Working with these documents has really made me consider how important it is to maintain highly-organized archives. It takes so much effort to process and organize these documents, and improper organization just makes it exponentially more difficult to find what you’re looking for. Overall, it can be pretty tedious work. But on the bright side, it’s given me a chance to get better at identifying and pulling relevant info out of lengthy documents. Over the three weeks I’ve worked here I’ve gotten progressively more efficient at the tasks I’ve been assigned. It was a rough start to my internship here, but it’s satisfying to know that I’m improving.

ACP Internship: May 27-31

So this week I continued my work on organizing the ACP Archives for digitization. I thought it would be valuable to detail the process that I am doing on a daily basis for this internship.

This is how the documents are initially organized. A section of document boxes are loaded onto a cart by my Supervisor, Eric. I then go through and enter all the relevant information from each document stored in these boxes into a excel spreadsheet. This includes the title, date of the meeting, the committee or subcommittee that had convened, and any other relevant information. All of these documents are saved from various meetings over the course of the ACP; such as a meeting’s agenda, minutes, handouts, addenda, or anything else.

After I finish uploading all the information from a box (a process that can take anywhere from 15-45 minutes) I then load that box into the larger storage boxes depicted above. Each large storage box holds about 5 or 6 smaller boxes. Overall, it’s a pretty tedious process. Oftentimes the information is poorly organized, so I need to look through a file to figure out how to categorize it properly.

At this point in my internship, the work is incredibly monotonous. But as my progress on this task progresses, the work will shift more from basic data entry to more in-depth archival work.

ACP Internship: May 20-24

During my first week at the American College of Physicians, I worked 20 hours doing archival work. I spent this time doing somewhat tedious work creating labels for archived documents. The ACP Archives are in the process of preparing their collections for digitization that will be done by a third-party service. The new digitized files will require proper labeling so they can be organized in the digital archives. This is what I spent my first week doing; entering information into an excel spreadsheet for the digitized files to be organized by. While it is repetitive work, this data-entry will hopeful transfer into doing more in-depth practice within the archives.

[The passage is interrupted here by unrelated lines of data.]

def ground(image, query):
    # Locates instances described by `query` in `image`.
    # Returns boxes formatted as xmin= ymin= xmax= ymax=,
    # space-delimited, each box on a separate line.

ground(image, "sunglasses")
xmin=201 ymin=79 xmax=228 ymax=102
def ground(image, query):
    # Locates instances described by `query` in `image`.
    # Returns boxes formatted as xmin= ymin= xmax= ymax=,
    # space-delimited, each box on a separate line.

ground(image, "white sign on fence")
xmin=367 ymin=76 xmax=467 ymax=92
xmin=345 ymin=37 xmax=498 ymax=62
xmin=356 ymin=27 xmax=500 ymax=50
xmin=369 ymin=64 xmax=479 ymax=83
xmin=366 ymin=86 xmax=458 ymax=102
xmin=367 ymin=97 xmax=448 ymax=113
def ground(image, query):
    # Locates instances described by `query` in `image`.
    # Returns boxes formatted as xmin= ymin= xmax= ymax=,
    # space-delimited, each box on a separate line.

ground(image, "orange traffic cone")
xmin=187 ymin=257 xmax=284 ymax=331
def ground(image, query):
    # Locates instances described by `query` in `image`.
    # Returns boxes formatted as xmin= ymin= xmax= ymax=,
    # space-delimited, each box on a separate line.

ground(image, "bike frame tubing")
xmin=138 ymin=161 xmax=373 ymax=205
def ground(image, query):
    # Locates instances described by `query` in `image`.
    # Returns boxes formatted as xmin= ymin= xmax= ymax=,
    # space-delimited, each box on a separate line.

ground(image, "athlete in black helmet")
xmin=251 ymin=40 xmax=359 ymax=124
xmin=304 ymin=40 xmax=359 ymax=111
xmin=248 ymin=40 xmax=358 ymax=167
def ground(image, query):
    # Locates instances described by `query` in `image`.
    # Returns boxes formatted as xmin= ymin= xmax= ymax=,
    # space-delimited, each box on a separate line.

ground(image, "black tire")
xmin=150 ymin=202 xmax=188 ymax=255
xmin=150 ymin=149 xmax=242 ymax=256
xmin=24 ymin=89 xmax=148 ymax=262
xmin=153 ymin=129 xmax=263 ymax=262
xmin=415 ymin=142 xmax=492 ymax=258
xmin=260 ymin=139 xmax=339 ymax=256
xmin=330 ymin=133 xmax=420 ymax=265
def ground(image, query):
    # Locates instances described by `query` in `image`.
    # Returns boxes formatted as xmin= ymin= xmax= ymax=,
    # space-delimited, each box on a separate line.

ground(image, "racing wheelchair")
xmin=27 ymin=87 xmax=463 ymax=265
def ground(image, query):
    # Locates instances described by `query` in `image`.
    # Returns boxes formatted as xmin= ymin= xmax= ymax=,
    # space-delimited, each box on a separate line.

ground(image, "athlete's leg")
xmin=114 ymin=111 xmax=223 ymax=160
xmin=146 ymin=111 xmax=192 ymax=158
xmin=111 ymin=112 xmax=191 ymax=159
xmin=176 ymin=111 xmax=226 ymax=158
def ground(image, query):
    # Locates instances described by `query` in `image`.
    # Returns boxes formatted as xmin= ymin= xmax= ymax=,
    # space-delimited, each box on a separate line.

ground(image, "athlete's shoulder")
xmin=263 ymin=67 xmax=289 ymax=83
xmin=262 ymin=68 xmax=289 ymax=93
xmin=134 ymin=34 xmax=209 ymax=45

Working in these archives has exposed me to a conflict between idealistic archival theory and actual practice. Eric Greenberg, the Head Archivist at the ACP and my supervisor, has decided that after digitization, only half of the documents will be archived with original, physical versions. Everything prior to 1950 will be preserved, but all documents post-1950 will be digitized and then destroyed. My initial reaction to this practice was of shock. I couldn’t imagine destroying archived records of any type. But after spending days pouring over these documents, I understand why the decision was made. While these archives are valuable resources for legal issues, internal institutional histories and other projects, so many of them have limited application. There’s decades of memos, minutes, agendas, correspondence, and journals. It’s an overwhelming task to sort through it all. It’s really given me reason to consider what is worth saving and what should be archived. I don’t have an answer to this right now, but this issue is something I’ll examine in more detail throughout my time with the ACP.